High Interferon Signature Leads to Increased STAT1/3/5 Phosphorylation in PBMCs From SLE Patients by Single Cell Mass Cytometry.

The establishment of an "interferon (IFN) signature" to subset SLE patients on disease severity has led to therapeutics targeting IFNα. Here, we investigate IFN signaling in SLE using multiplexed protein arrays and single cell cytometry by time of flight (CyTOF). First, the IFN signature for SLE patients (n=81) from the Stanford Lupus Registry is determined using fluidigm qPCR measuring 44 previously determined IFN-inducible transcripts. IFN-high (IFN-H) patients have increased SLE criteria and renal/CNS/immunologic involvement, and increased autoantibody reactivity against spliceosome-associated antigens. CyTOF analysis is performed on non-stimulated and stimulated (IFNα, IFNγ, IL-21) PBMCs from SLE patients (n=25) and HCs (n=9) in a panel identifying changes in phosphorylation of intracellular signaling proteins (pTOF). Another panel is utilized to detect changes in intracellular cytokine (ICTOF) production in non-stimulated and stimulated (PMA/ionomycin) PBMCs from SLE patients (n=31) and HCs (n=17). Bioinformatic analysis by MetaCyto and OMIQ reveal phenotypic changes in immune cell subsets between IFN-H and IFN-low (IFN-L) patients. Most notably, IFN-H patients exhibit increased STAT1/3/5 phosphorylation downstream of cytokine stimulation and increased phosphorylation of non-canonical STAT proteins. These results suggest that IFN signaling in SLE modulates STAT phosphorylation, potentially uncovering possible targets for future therapeutic approaches.

Development of Th17-Associated Interstitial Kidney Inflammation in Lupus-Prone Mice Lacking the Gene Encoding STAT-1.

OBJECTIVE: Type I interferon (IFN) signaling is a central pathogenic pathway in systemic lupus erythematosus (SLE), and therapeutics targeting type I IFN signaling are in development. Multiple proteins with overlapping functions play a role in IFN signaling, but the signaling events downstream of receptor engagement are unclear. This study was undertaken to investigate the roles of the type I and type II IFN signaling components IFN-α/ß/ω receptor 2 (IFNAR-2), IFN regulatory factor 9 (IRF-9), and STAT-1 in a mouse model of SLE. METHODS: We used immunohistochemical staining and highly multiplexed assays to characterize pathologic changes in histology, autoantibody production, cytokine/chemokine profiles, and STAT phosphorylation in order to investigate the individual roles of IFNAR-2, IRF-9, and STAT-1 in MRL/lpr mice. RESULTS: We found that STAT-1(-/-) mice, but not IRF-9(-/-) or IFNAR-2(-/-) mice, developed interstitial nephritis characterized by infiltration with retinoic acid receptor-related orphan nuclear receptor γt-positive lymphocytes, macrophages, and eosinophils. Despite pronounced interstitial kidney disease and abnormal kidney function, STAT-1(-/-) mice had decreased proteinuria, glomerulonephritis, and autoantibody production. Phosphospecific flow cytometry revealed shunting of STAT phosphorylation from STAT-1 to STAT-3/4. CONCLUSION: We describe unique contributions of STAT-1 to pathology in different kidney compartments in a mouse model, and provide potentially novel insight into tubulointerstitial nephritis, a poorly understood complication that predicts end-stage kidney disease in SLE patients.

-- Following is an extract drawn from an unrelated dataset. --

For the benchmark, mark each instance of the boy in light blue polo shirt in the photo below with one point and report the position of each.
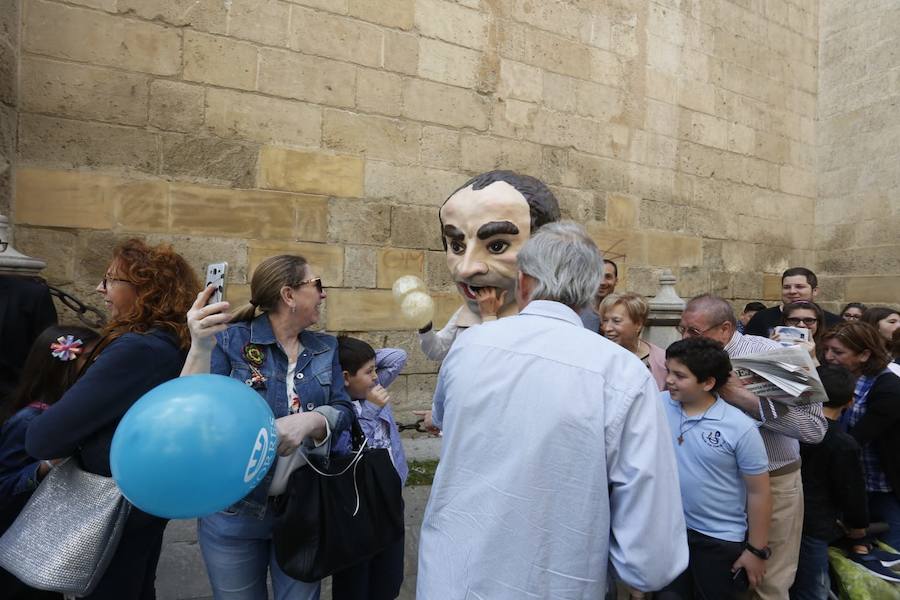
(723, 472)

Protein microarray analysis reveals BAFF-binding autoantibodies in systemic lupus erythematosus.

Autoantibodies against cytokines, chemokines, and growth factors inhibit normal immunity and are implicated in inflammatory autoimmune disease and diseases of immune deficiency. In an effort to evaluate serum from autoimmune and immunodeficient patients for Abs against cytokines, chemokines, and growth factors in a high-throughput and unbiased manner, we constructed a multiplex protein microarray for detection of serum factor-binding Abs and used the microarray to detect autoantibody targets in SLE. We designed a nitrocellulose-surface microarray containing human cytokines, chemokines, and other circulating proteins and demonstrated that the array permitted specific detection of serum factor-binding probes. We used the arrays to detect previously described autoantibodies against cytokines in samples from individuals with autoimmune polyendocrine syndrome type 1 and chronic mycobacterial infection. Serum profiling from individuals with SLE revealed that among several targets, elevated IgG autoantibody reactivity to B cell-activating factor (BAFF) was associated with SLE compared with control samples. BAFF reactivity correlated with the severity of disease-associated features, including IFN-α-driven SLE pathology. Our results showed that serum factor protein microarrays facilitate detection of autoantibody reactivity to serum factors in human samples and that BAFF-reactive autoantibodies may be associated with an elevated inflammatory disease state within the spectrum of SLE.